Guild of Thieves was their second release and it's good to see it again, dressed up or otherwise. It's the only game that has ever really managed to get the concept (apologies to Pseuds' Corner for using the word) of thieving into a game and make it fun. As you try to prove yourself to a town's most discreet brotherhood, you're drawn into a veritable den of iniquity, whatever one of those is. And the ensuing plot unravels faster than knuckles crack when they're caught in a till. There's a high humour quotient and some of the punchlines are good enough to steal for yourself. This is stuff well above second rate.

Fish boasts another first. If you've never played an adventure set entirely in one of those plastic castles that look so natural in the bottom of a goldfish bowl, you've never played Fish. Yes, only you, a humble goldfish, can rescue your underwater world from a gang of extraordinary aquatic adversaries known as The Seven Deadly Fins. Extremely silly adventure games have been tried before but most of them have been trying. The problem with Fish is that some of it is just so totally hatstand - quite often the stumpers seem either pointless or wasted, occasionally unfair.
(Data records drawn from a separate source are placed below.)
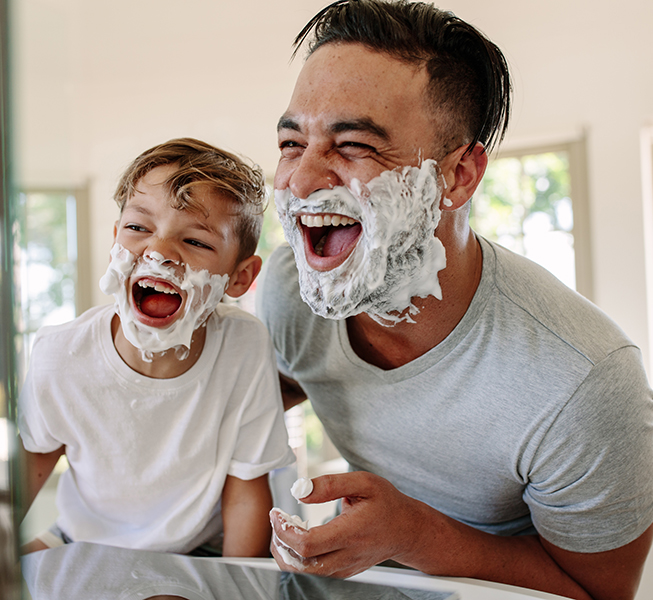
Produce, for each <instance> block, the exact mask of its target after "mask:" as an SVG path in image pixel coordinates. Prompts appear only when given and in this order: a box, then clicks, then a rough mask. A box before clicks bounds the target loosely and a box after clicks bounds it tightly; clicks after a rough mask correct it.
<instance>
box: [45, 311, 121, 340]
mask: <svg viewBox="0 0 653 600" xmlns="http://www.w3.org/2000/svg"><path fill="white" fill-rule="evenodd" d="M114 314H115V309H114V307H113V305H104V306H95V307H93V308H90V309H88V310H87V311H86V312H84V313H82V314H81V315H80V316H79V317H76V318H75V319H73V320H72V321H68V322H66V323H62V324H60V325H46V326H44V327H41V328H40V329H39V330H38V331H37V333H36V336H35V338H34V346H33V351H37V350H38V349H40V348H42V347H47V348H48V349H51V347H52V346H53V345H54V346H57V347H59V348H61V349H62V350H63V349H64V348H66V349H68V350H69V351H73V350H75V349H76V348H77V347H78V346H84V345H85V344H88V343H89V342H93V339H94V338H95V337H97V335H98V334H99V328H100V326H101V325H100V324H101V323H102V322H104V321H110V320H111V318H112V317H113V315H114Z"/></svg>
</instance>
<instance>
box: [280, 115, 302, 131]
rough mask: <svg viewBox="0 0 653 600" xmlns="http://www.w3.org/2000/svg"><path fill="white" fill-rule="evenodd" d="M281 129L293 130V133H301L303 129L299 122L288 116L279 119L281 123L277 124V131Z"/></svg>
mask: <svg viewBox="0 0 653 600" xmlns="http://www.w3.org/2000/svg"><path fill="white" fill-rule="evenodd" d="M281 129H292V130H293V131H301V127H300V126H299V123H297V121H295V120H294V119H292V118H291V117H287V116H286V115H283V116H282V117H281V118H280V119H279V122H278V123H277V131H279V130H281Z"/></svg>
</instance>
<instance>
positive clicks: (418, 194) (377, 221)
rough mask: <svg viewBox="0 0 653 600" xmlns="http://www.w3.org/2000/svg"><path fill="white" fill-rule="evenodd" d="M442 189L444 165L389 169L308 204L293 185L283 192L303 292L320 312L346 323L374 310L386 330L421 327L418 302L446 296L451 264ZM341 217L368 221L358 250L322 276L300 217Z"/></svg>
mask: <svg viewBox="0 0 653 600" xmlns="http://www.w3.org/2000/svg"><path fill="white" fill-rule="evenodd" d="M441 198H442V189H441V186H440V184H439V183H438V169H437V164H436V162H435V161H433V160H430V159H428V160H425V161H423V162H422V163H421V166H420V167H403V168H397V169H394V170H392V171H384V172H383V173H381V174H380V175H379V176H378V177H375V178H374V179H372V180H371V181H370V182H369V183H367V184H363V183H361V182H360V181H358V180H353V181H352V183H351V190H350V189H349V188H347V187H344V186H337V187H335V188H333V189H322V190H318V191H317V192H314V193H313V194H310V195H309V197H308V198H307V199H306V200H302V199H300V198H297V197H296V196H294V195H293V194H292V193H291V192H290V188H286V189H284V190H275V201H276V205H277V211H278V213H279V218H280V221H281V224H282V226H283V229H284V234H285V237H286V240H287V241H288V243H289V244H290V246H291V247H292V249H293V252H294V254H295V260H296V262H297V268H298V271H299V285H300V293H301V296H302V298H303V299H304V301H305V302H306V303H307V304H308V305H309V306H310V307H311V309H312V310H313V312H314V313H316V314H318V315H320V316H322V317H326V318H330V319H346V318H347V317H351V316H354V315H357V314H360V313H363V312H365V313H367V314H369V315H370V316H371V317H372V318H374V319H375V320H377V321H378V322H379V323H381V324H383V325H388V326H391V325H394V324H395V323H398V322H401V321H408V322H414V320H413V319H412V315H415V314H417V313H418V312H419V309H418V308H417V307H416V306H415V305H414V304H413V303H412V298H415V297H418V298H426V297H428V296H434V297H435V298H438V299H442V290H441V288H440V283H439V280H438V272H439V271H441V270H442V269H444V268H445V266H446V254H445V249H444V246H443V245H442V242H441V241H440V240H439V239H438V238H437V237H436V236H435V228H436V227H437V226H438V223H439V221H440V214H441V213H440V208H439V205H440V199H441ZM300 213H304V214H323V213H335V214H340V215H345V216H348V217H351V218H352V219H355V220H356V221H358V222H360V224H361V226H362V229H363V231H362V233H361V237H360V239H359V241H358V243H357V245H356V248H354V250H353V252H352V253H351V254H350V255H349V256H348V257H347V259H346V260H345V261H344V262H343V263H342V264H341V265H339V266H338V267H336V268H334V269H331V270H330V271H323V272H321V271H315V270H313V269H312V268H311V267H310V266H309V265H308V263H307V261H306V256H305V251H304V244H303V238H302V233H301V229H300V225H299V220H298V215H299V214H300Z"/></svg>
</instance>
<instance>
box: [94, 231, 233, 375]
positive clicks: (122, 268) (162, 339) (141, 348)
mask: <svg viewBox="0 0 653 600" xmlns="http://www.w3.org/2000/svg"><path fill="white" fill-rule="evenodd" d="M182 268H183V275H181V276H180V275H179V271H180V270H182ZM132 276H133V277H138V278H142V277H152V278H157V279H163V280H165V281H168V282H170V283H171V284H173V285H175V286H176V287H177V288H178V289H180V290H182V291H184V292H186V300H185V302H184V305H183V306H182V308H181V309H180V310H182V311H183V314H181V315H179V316H178V317H177V319H176V320H175V321H174V322H173V323H172V324H171V325H169V326H168V327H161V328H159V327H151V326H149V325H145V324H143V323H141V322H140V321H138V319H137V318H136V316H135V315H134V311H133V308H132V306H131V303H130V301H129V299H130V296H131V293H132V292H131V290H130V289H128V282H129V280H130V277H132ZM228 283H229V276H228V275H214V274H211V273H209V271H207V270H206V269H202V270H195V269H191V268H190V267H189V266H188V265H183V264H181V263H179V262H178V261H167V260H166V259H165V257H164V256H163V255H162V254H160V253H159V252H156V251H154V252H151V253H149V254H147V255H144V256H141V257H137V256H135V255H134V254H132V253H131V252H130V251H129V250H127V249H126V248H124V247H123V246H121V245H120V244H117V243H116V244H114V246H113V248H112V249H111V262H110V263H109V267H108V268H107V271H106V273H105V274H104V275H103V277H102V279H100V289H101V290H102V291H103V292H104V293H105V294H110V295H113V296H114V298H115V299H116V312H117V313H118V315H119V316H120V324H121V327H122V330H123V333H124V335H125V337H126V338H127V340H128V341H129V342H130V343H131V344H132V345H133V346H135V347H136V348H138V349H139V350H141V355H142V357H143V360H145V361H148V362H149V361H151V360H152V358H153V355H154V354H157V353H162V352H166V351H167V350H170V349H173V348H174V349H175V352H176V356H177V357H178V358H179V359H180V360H183V359H185V358H186V357H187V356H188V352H189V349H190V345H191V340H192V337H193V333H194V332H195V330H196V329H198V328H199V327H201V326H202V325H204V323H205V322H206V320H207V319H208V317H209V315H210V314H211V313H212V312H213V311H214V310H215V309H216V307H217V306H218V304H219V303H220V300H221V299H222V296H223V294H224V291H225V289H226V287H227V285H228Z"/></svg>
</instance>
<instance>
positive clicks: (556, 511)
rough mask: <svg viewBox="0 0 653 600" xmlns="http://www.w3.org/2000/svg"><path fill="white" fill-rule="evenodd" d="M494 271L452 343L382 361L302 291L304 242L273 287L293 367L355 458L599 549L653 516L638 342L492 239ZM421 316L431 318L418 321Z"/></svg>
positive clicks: (488, 259)
mask: <svg viewBox="0 0 653 600" xmlns="http://www.w3.org/2000/svg"><path fill="white" fill-rule="evenodd" d="M480 243H481V248H482V250H483V275H482V277H481V282H480V284H479V287H478V289H477V291H476V294H475V296H474V299H473V301H472V303H471V304H470V306H469V309H468V310H467V313H466V314H465V316H464V317H463V319H462V320H461V321H460V323H459V324H458V325H457V326H456V328H455V329H454V331H453V332H452V333H451V334H450V335H449V336H448V337H447V338H446V339H445V340H444V341H443V342H442V343H440V344H439V345H438V346H436V347H435V348H433V349H432V350H430V351H429V352H427V353H426V354H424V355H423V356H421V357H419V358H417V359H416V360H414V361H412V362H410V363H408V364H406V365H404V366H402V367H399V368H396V369H392V370H387V371H386V370H382V369H379V368H377V367H375V366H373V365H370V364H368V363H366V362H365V361H363V360H362V359H360V358H359V357H358V356H357V355H356V354H355V353H354V351H353V350H352V348H351V346H350V344H349V339H348V335H347V326H346V322H345V321H333V320H327V319H323V318H321V317H318V316H316V315H314V314H313V313H312V312H311V310H310V308H309V307H308V306H307V305H306V304H305V303H304V302H303V301H302V300H301V298H300V295H299V285H298V281H297V270H296V267H295V262H294V258H293V255H292V251H291V250H290V248H288V247H286V246H284V247H282V248H280V249H278V250H277V251H276V252H275V254H274V255H273V256H272V257H271V258H270V260H269V262H268V265H267V268H266V274H265V277H264V280H263V282H262V284H261V285H260V286H259V292H258V296H259V316H260V317H261V318H262V319H263V321H264V322H265V323H266V325H267V326H268V329H269V330H270V333H271V335H272V339H273V342H274V345H275V348H276V350H277V353H278V358H279V365H280V370H281V371H282V372H284V373H285V374H286V375H288V376H290V377H292V378H293V379H295V380H297V381H298V382H299V383H300V384H301V386H302V388H303V389H304V390H305V391H306V393H307V395H308V397H309V398H310V399H311V401H312V403H313V407H314V409H315V412H316V413H317V415H318V416H319V418H320V419H321V421H322V423H323V424H324V426H325V429H326V432H327V433H328V435H329V437H330V438H331V440H332V441H333V442H334V444H335V445H336V446H337V448H338V449H339V451H340V452H341V453H342V455H343V456H344V458H345V459H347V461H348V462H349V464H350V465H351V468H352V469H353V470H365V471H370V472H373V473H376V474H378V475H380V476H382V477H385V478H386V479H388V480H389V481H391V482H392V483H393V484H394V485H395V486H396V487H397V488H398V489H399V490H401V491H402V492H404V493H405V494H407V495H409V496H411V497H413V498H417V499H419V500H421V501H423V502H426V503H427V504H429V505H430V506H432V507H434V508H436V509H437V510H439V511H441V512H443V513H444V514H446V515H448V516H450V517H453V518H454V519H457V520H459V521H461V522H463V523H466V524H468V525H470V526H472V527H475V528H478V529H481V530H483V531H487V532H490V533H495V534H502V535H515V534H520V533H534V530H533V527H535V530H537V532H538V533H539V534H540V535H542V536H543V537H544V538H545V539H547V540H548V541H550V542H551V543H553V544H555V545H557V546H559V547H561V548H564V549H566V550H571V551H576V552H601V551H604V550H610V549H613V548H617V547H619V546H622V545H624V544H626V543H628V542H630V541H632V540H634V539H636V538H637V537H639V535H641V534H642V533H643V532H644V531H645V530H646V529H647V527H648V526H649V525H650V524H651V522H652V521H653V400H652V394H651V390H650V388H649V386H648V383H647V380H646V375H645V372H644V369H643V366H642V362H641V356H640V352H639V350H638V349H637V348H636V347H635V346H634V345H633V344H632V342H631V341H630V340H629V339H628V338H627V337H626V336H625V334H624V333H623V332H622V331H621V330H620V329H619V328H618V327H617V326H616V325H615V324H614V323H613V322H612V321H611V320H610V319H609V318H608V317H606V316H605V315H604V314H603V313H602V312H601V311H600V310H599V309H597V308H596V307H595V306H594V305H592V304H591V303H590V302H588V301H587V300H585V299H584V298H583V297H581V296H580V295H578V294H576V293H575V292H573V291H572V290H570V289H569V288H567V287H566V286H565V285H564V284H562V283H560V282H559V281H558V280H557V279H555V278H554V277H553V276H552V275H551V274H550V273H548V271H546V270H544V269H542V268H541V267H539V266H537V265H535V264H534V263H532V262H530V261H528V260H526V259H524V258H522V257H520V256H517V255H515V254H513V253H511V252H509V251H507V250H505V249H504V248H502V247H501V246H498V245H495V244H492V243H490V242H488V241H486V240H483V239H481V240H480ZM415 327H421V325H415Z"/></svg>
Still, in my book it's a damn site funnier and more playable than James Pond. You'll have a good laugh at the puns, too. I'd make one here but it ain't my place.

Weakest of the tree games is Corruption. Your character is a budding yuppie and the plot seems to involve little more than a succession of lessons in humourless disillusionment. I'm afraid I found it less than captivating and certainly isn't the kind of thing you should think about getting into if you get easily paranoid.

Still, anyone who's ever enjoyed an adventure game will lap up Fish and Guild of Thieves at least. Even if adventure games usually turn you catatonic from four hundred yards, they've rarely been more playable than the examples here, and the new display system makes them more accessible too, They're all notoriously difficult to complete too. Neat.

The Bottom Line
Interesting and useable new display system gives two classic adventures (and one okayish one) a new lease of life. Ideal for people who got into Wonderland, but perhaps expensive if you already own one or more.